I still remember the first day I noticed the trend. I was walking from a tutoring session in Washington, D.C.'s Adams Morgan. The air was chilly and I had a strong craving for a hot chocolate from Starbucks to warm my stomach. As I waited for the light to change, my phone buzzed in my pocket. It was my friend Shadae. "Shamar Olivas died." Blank stare. "How?" I replied. "In his sleep." Although Shamar and I weren't the best of friends, I remember the sadness sweeping over me, memories of him sharing poetry in our middle school classes flooded my mind. And the rain continued to pelt on my head, as if it didn't give a damn about my feelings.

The second time was one I'll never forget. I was in the engineering building getting ready to take a communications law midterm. Although I did study, I was having pre exam jitters. This class was a hard one and I didn't have time for anything less than a B. My phone buzzed. It was Shadae. I woefully looked back towards the rain streaked windows in the lobby behind me and felt my stomach drop. "Yanique Bailey was killed." The message didn't didn't compute. Killed?

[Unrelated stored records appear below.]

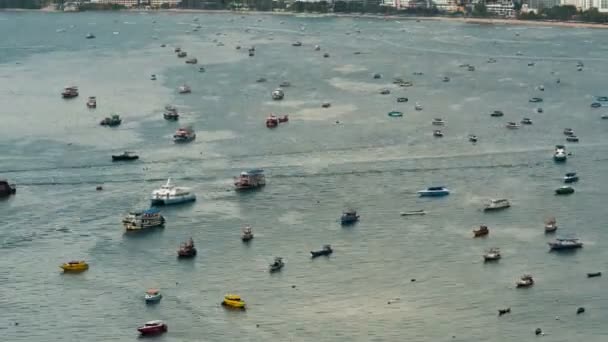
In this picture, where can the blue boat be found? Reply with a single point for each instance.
(434, 191)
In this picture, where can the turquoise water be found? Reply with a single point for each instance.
(56, 153)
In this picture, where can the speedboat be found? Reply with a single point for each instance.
(153, 296)
(153, 328)
(170, 194)
(434, 191)
(233, 301)
(138, 220)
(497, 204)
(562, 244)
(125, 156)
(74, 266)
(277, 265)
(325, 251)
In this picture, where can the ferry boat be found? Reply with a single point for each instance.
(251, 179)
(170, 194)
(138, 220)
(184, 135)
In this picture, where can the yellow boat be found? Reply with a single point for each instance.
(233, 301)
(75, 266)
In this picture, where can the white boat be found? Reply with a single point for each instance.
(170, 194)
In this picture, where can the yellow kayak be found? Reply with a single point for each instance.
(75, 266)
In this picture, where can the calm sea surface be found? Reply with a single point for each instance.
(56, 153)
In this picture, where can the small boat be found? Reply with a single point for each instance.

Not died, but killed? "Her father shot her, her younger sister and her mother in the head while they were asleep," she continued. "Then he shot himself." I lost every fiber of my mind at that moment, including all of the study materials I had been reviewing hours before. Fighting back the hot tears that wanted to fall was a task. While I still had a few minutes before the teacher arrived and began handing out the test packets, I hurried out of the auditorium row and plopped down in the lobby. I needed to talk to my mother. "Mom. My friend is dead." She could hear the panic in my voice as I rehashed all the details Shadae provided. "You have to calm down," she insisted as comfortingly as possible. "Can you still take your test?" In my heart I knew my mind wasn't in the right place, but I didn't have another option. Upon hanging up with her five minutes later, I tip-toed back into the auditorium, grabbed an exam and took my seat. I'd eventually pass the test, but at the time I felt like I'd bombed it and didn't even care. All my mind could replay was Yanique's probable last moments. I shuddered inside at the thought of a father so viciously and selfishly taking his family's life. My bright-eyed friend's life.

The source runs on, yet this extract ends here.